August 12th was 512k day – the day when the IPv4 BGP routing table entries reached 512k routes. This matters because there are routers that have a default limit of 512k IPv4 routes, and if these routers haven’t been modified to increase this limit they could crash or fail to load new routes. There are fixes for this problem and not all routers are affected, but even with advanced notice there were still outages and slowdowns when the number of routes passed 512k.
The thing to note about this outage isn’t just that known problems were not addressed, it’s even if your network was configured perfectly, and a remote resource vendor was providing a promised 99.999% uptime, there still could be a service outage from your perspective if there was a problem in the network between you and your provider. This is especially important when considering moving your resources to the cloud. While a cloud based EMR system may provide tremendous benefits at a cost effective rate, a doctor can’t do their job if there is a problem with a hospital’s internet connection and they can’t get test results or medical history.

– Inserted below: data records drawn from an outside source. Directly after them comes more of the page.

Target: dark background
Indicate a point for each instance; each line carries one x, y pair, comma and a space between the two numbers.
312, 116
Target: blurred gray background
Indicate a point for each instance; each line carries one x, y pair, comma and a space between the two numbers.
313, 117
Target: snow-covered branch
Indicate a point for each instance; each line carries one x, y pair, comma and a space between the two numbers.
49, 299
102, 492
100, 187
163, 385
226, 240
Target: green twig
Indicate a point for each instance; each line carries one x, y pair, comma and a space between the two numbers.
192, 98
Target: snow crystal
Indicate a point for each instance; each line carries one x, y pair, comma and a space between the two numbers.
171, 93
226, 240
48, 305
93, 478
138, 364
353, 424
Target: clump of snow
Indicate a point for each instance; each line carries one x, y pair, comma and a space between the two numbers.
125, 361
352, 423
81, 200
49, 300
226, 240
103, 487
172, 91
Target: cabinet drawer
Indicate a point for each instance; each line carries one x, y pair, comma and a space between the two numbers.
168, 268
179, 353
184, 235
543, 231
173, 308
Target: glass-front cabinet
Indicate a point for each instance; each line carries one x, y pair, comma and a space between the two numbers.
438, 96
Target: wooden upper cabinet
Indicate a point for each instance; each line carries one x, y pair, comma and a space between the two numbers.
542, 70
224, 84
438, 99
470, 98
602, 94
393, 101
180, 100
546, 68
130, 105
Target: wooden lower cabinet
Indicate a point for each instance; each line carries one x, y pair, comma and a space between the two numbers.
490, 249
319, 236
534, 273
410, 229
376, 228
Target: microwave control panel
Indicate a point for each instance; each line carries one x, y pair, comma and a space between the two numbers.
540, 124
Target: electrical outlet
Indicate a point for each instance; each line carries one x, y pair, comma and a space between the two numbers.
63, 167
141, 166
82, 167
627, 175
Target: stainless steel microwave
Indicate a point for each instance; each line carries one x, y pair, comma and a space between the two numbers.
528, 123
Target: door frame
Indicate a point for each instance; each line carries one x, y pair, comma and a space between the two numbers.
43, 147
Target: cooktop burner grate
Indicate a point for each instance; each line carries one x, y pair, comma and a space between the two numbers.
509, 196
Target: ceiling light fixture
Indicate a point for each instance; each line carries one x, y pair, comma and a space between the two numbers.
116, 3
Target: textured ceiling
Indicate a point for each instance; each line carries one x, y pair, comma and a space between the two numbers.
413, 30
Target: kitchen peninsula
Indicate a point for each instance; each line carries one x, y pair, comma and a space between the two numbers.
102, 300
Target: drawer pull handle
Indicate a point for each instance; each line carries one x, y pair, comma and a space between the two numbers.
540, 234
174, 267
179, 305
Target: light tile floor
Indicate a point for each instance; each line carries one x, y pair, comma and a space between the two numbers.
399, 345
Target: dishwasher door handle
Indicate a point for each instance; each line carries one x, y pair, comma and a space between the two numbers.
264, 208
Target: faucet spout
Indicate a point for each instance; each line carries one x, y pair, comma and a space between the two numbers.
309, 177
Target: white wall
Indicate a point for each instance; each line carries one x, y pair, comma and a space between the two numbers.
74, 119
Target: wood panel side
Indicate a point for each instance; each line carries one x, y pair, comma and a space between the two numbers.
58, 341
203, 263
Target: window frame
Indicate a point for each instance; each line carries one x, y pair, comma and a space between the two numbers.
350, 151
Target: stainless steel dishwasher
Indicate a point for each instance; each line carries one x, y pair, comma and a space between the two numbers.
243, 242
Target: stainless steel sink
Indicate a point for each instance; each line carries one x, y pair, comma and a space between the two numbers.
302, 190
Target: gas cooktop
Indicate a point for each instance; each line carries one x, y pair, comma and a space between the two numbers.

The 512k limit wasn’t the first network disruption and it will not be the last. As soon as a clever way is developed to manage the internet, an even more clever way will be found to hack it. Basic infrastructure equipment that has been working for years without any issues can become a victim of specifications that are now obsolete. In short, there is no way to guarantee uptime for anything accessed over the internet. Accepting the possibility of downtime is the price you pay for the economies of Cloud computing.
If you can accept the possibility of downtime and Cloud computing is a fit for your company, one main criteria in selecting a Cloud provider should be its availability as seen from your site. Test to verify that you can consistently access the provider with minimal latency during your trial period, and archive the data to create your own availability SLA reports for each prospective vendor. Also collect data on network bandwidth for each provider as well, and extrapolate the data from your test environment up to an estimated usage in a full deployment.
To look at a provider’s performance over a longer term, services such as downdetector.com aggregate user reports of downtime and can provide an archive of previous issues. Downtime from the perspective of previous clients can also provide insight into how a Cloud vendor handles support issues after you’ve implemented their software. Detailed post-mortems of issues are welcome but not the norm. However support through Twitter and updates via Facebook are common and provide a history of previous issues.
Should network outages mean you have to rule out Cloud computing? The possibility of outages is definitely a factor to consider, but how significant those outages are to you will depend on your network, the Cloud provider, and how sensitive you are to losing services.